Most fathers don’t share about estrangement from their children. 

It’s a relationship state caused by one or more factors, such as divorce poison, parental abuse, or separation brainwashing, among others. 

“There’s nothing more I can do about it,” says a therapy client David, father of a 30 year old son and 28 year old daughter who have not spoken to him in years. 

When David was younger, his own father was emotionally disconnected from him. So being a father who is around when his children were growing up was important to him.
He did all the things he thought was right. Hugged and chatted with them, graced school functions, worked to treat them, and spent time with them. He thought they had a good relationship. 

“Yet here we are, and I can’t understand it completely, it’s not a fair exchange!” he says. 

“I know my separation from their mother may be one factor. But I believe this isn’t largely because of me. I don’t have guilt, but I’m sad for us.”

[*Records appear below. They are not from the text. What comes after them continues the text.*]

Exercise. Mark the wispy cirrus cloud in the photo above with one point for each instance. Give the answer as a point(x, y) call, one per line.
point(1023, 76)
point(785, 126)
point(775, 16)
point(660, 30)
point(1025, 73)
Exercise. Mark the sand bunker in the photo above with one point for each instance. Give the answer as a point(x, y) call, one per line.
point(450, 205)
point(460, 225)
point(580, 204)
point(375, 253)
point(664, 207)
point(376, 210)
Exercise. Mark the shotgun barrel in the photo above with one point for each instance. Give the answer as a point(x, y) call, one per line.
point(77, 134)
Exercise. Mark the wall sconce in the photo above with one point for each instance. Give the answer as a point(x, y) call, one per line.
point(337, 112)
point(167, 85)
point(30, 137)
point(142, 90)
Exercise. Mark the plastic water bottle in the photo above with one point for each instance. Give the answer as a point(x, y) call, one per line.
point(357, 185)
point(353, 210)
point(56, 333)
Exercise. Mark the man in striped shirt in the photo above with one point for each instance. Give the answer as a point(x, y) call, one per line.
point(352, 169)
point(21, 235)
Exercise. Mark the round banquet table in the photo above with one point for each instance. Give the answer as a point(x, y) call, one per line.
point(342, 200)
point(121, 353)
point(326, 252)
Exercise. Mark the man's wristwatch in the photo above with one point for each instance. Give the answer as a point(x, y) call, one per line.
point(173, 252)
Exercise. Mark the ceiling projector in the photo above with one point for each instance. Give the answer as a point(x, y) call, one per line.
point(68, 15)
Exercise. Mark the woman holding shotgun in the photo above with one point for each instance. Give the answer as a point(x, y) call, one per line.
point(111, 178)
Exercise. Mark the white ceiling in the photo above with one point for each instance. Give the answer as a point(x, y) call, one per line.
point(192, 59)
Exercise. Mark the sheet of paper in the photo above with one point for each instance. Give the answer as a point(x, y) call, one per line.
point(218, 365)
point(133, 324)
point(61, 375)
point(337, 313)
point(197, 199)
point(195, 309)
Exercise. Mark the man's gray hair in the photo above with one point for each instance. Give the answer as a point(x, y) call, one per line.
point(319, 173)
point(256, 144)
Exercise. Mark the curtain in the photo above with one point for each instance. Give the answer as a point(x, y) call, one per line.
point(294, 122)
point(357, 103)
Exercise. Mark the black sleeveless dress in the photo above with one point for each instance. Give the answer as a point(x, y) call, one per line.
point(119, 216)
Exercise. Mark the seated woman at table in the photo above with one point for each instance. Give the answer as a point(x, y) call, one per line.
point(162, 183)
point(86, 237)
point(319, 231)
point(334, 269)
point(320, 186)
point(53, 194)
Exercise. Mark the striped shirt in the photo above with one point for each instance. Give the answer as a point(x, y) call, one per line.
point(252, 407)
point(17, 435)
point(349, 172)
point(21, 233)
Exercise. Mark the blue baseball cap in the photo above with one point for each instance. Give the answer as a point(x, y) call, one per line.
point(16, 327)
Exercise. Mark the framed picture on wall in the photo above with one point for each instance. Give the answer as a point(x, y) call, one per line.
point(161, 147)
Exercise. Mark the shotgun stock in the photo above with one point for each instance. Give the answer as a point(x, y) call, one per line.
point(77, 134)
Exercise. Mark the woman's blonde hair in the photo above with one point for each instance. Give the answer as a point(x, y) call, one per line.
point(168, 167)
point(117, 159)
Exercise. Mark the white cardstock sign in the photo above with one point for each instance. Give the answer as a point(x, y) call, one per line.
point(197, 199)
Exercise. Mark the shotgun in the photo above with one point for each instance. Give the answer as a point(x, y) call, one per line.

Psychotherapist Sheri Mcgregor, author of the book “Done with Crying,” remarked:

“All anyone can do in the face of loss and change is to consciously adapt. You can alter your  perspective. You can come to see giving up more as giving in, and even giving honor to your adult child’s decision. Moving on doesn’t mean you turn a tit-for-tat cold shoulder that can never grow warm again. In giving in, you allow yourself to live. You’re not a quitter. You’re a starter—in a new phase of life.”

In the meantime, David hurts, so he takes care, prays and waits.